Has anyone ever been to one of these? What are they like? If you were a newbie would you run in Open, Qualifying, or Derby? 

There's a local club near me that is more field trial focused that is starting up their training days this weekend with a picnic trial. They say they will modify the test for hunt testers and that you can either run competitively or run it as a training set-up. I am not sure I will be able to make this one (still working on car, ugh), but maybe another one in the future.


----------



## K9-Design (Jan 18, 2009)

Jax RC just held one a few weeks ago, a lot of fun. What they did was use one set up for derby & qual and another for open. The open setup was BIG. Fisher totally flopped.
The qual/derby was very do-able and the qual setup on land was roughly a big master test, the water was much easier for a MH level dog. (More like a senior test.) Anyways, a lot of fun! Good training opportunity. At ours you could run with a collar and get help or modify the test as needed.


----------



## gdgli (Aug 24, 2011)

Contact the club and find out what they plan to do. A picnic trial does not have to be like a regular field trial. Our own club is resurrecting the Gundog Stakes. My understanding is that we may be having one a month.


----------



## gdgli (Aug 24, 2011)

K9-Design said:


> Jax RC just held one a few weeks ago, a lot of fun. What they did was use one set up for derby & qual and another for open. The open setup was BIG. Fisher totally flopped.
> The qual/derby was very do-able and the qual setup on land was roughly a big master test, the water was much easier for a MH level dog. (More like a senior test.) Anyways, a lot of fun! Good training opportunity. At ours you could run with a collar and get help or modify the test as needed.

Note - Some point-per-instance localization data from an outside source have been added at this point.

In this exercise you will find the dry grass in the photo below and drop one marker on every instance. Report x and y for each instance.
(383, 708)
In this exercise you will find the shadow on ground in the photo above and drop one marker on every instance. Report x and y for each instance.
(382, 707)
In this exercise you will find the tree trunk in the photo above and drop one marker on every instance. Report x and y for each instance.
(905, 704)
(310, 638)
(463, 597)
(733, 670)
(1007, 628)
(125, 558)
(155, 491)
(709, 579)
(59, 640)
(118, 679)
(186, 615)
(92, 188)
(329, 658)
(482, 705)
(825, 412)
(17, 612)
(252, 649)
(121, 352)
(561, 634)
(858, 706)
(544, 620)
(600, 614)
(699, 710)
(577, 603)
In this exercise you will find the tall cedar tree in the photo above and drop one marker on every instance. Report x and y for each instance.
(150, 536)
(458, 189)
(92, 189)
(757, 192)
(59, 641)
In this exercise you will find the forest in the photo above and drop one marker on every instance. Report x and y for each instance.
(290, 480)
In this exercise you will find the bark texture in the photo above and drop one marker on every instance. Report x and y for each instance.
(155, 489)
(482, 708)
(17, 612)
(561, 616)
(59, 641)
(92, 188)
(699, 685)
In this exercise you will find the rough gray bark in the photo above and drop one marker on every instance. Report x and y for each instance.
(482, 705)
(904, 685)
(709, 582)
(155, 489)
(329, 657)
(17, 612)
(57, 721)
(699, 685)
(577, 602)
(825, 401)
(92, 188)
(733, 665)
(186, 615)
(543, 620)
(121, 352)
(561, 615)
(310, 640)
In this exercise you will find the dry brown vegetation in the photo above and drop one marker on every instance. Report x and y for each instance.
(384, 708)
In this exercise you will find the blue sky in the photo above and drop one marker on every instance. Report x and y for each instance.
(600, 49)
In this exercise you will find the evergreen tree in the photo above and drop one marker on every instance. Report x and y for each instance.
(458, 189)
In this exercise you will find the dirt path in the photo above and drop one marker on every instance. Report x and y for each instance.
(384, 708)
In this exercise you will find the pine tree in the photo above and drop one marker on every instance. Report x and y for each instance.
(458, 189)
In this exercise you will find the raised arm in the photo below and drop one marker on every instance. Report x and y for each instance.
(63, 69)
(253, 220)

I agree---a great training opportunity for handlers and judges. These used to be common back when I first started but hard to find recently.


----------



## Tatnall (May 20, 2008)

We ran one a few weeks ago. They had classes for puppies, novice dogs (not yet a SH), gun dogs (not yet a MH), open gun dogs (no FT placements or JAMs) and Amateur age. My wife ran the golden and won the gun dog stake. She was very proud and got a blue ribbon and a big trophy for a year. I only got a JAM in the AA stake with the black critter, so the wife and fluffie are talking smack.

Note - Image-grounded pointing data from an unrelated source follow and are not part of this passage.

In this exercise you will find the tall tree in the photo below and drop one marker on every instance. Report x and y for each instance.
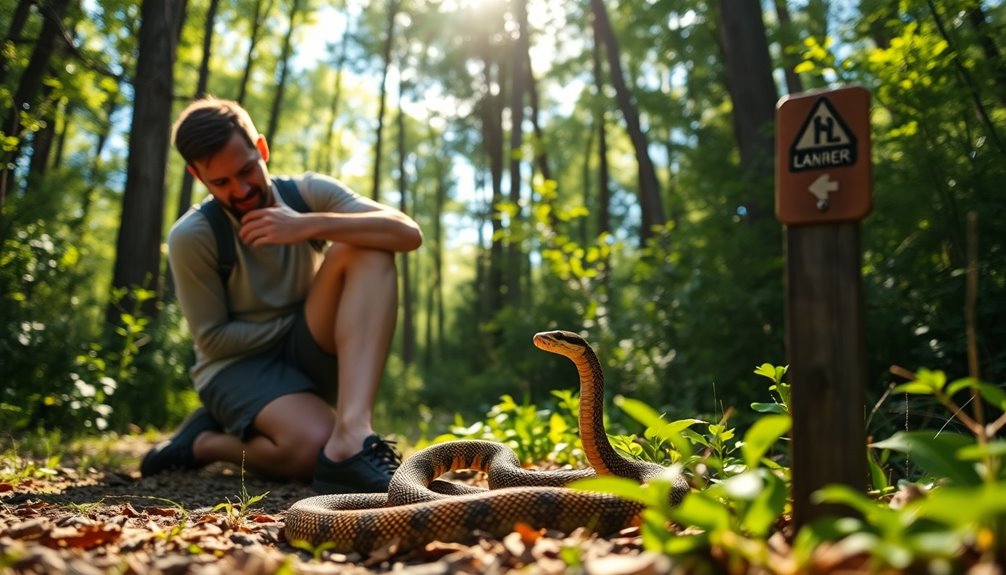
(518, 81)
(28, 87)
(284, 70)
(326, 151)
(752, 90)
(392, 13)
(138, 246)
(650, 201)
(788, 46)
(259, 17)
(185, 195)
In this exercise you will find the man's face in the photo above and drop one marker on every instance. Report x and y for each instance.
(236, 175)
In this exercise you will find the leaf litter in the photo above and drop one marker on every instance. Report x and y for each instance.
(103, 521)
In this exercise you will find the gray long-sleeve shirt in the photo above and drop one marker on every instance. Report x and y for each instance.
(267, 286)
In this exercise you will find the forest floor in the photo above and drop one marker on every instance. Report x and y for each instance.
(64, 520)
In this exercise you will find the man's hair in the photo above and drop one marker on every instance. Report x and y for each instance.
(206, 126)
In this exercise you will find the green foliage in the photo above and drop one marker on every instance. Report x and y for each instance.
(535, 434)
(741, 498)
(236, 512)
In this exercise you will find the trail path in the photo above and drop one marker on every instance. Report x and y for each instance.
(97, 521)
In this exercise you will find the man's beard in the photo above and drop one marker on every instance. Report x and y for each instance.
(255, 199)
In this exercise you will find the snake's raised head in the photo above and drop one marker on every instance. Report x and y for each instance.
(562, 343)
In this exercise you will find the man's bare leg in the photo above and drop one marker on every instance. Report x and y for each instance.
(351, 312)
(290, 430)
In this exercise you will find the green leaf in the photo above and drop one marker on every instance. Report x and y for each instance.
(763, 512)
(700, 510)
(639, 411)
(769, 407)
(978, 452)
(844, 495)
(994, 395)
(767, 370)
(964, 506)
(937, 454)
(878, 477)
(762, 436)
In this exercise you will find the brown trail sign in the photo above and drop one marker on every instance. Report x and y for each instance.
(823, 190)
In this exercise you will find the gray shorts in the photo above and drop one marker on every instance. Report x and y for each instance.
(295, 364)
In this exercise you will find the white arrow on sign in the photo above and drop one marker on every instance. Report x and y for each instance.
(821, 187)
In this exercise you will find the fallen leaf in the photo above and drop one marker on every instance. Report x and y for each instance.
(85, 538)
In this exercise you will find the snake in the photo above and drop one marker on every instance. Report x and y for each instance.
(418, 508)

They are a great way to work on handling your dog in a trial/test atmosphere with very little pressure on the handler, which is why my wife was willing to step up and run.


----------



## sterregold (Dec 9, 2009)

Clubs in my area have picnic trials/tests all winter. They can be an excellent training opportunity as you will have holding blinds, an audience, "judges", and all of that stuff that is hard to replicate in a training group. In my area there is generally a HT setup and a FT setup for dual clubs, and the hunt-only or FT-only clubs may split it up based on level. HT stakes are run non-competitively most of the time, but often at the last one of the season we will get actual judges and they will grade the dog work so you know where you stand as to being test-ready. In the FT stakes, if you run with the collar on you are not running under judgement--no collar and they judge you for placements at the end of the day.


----------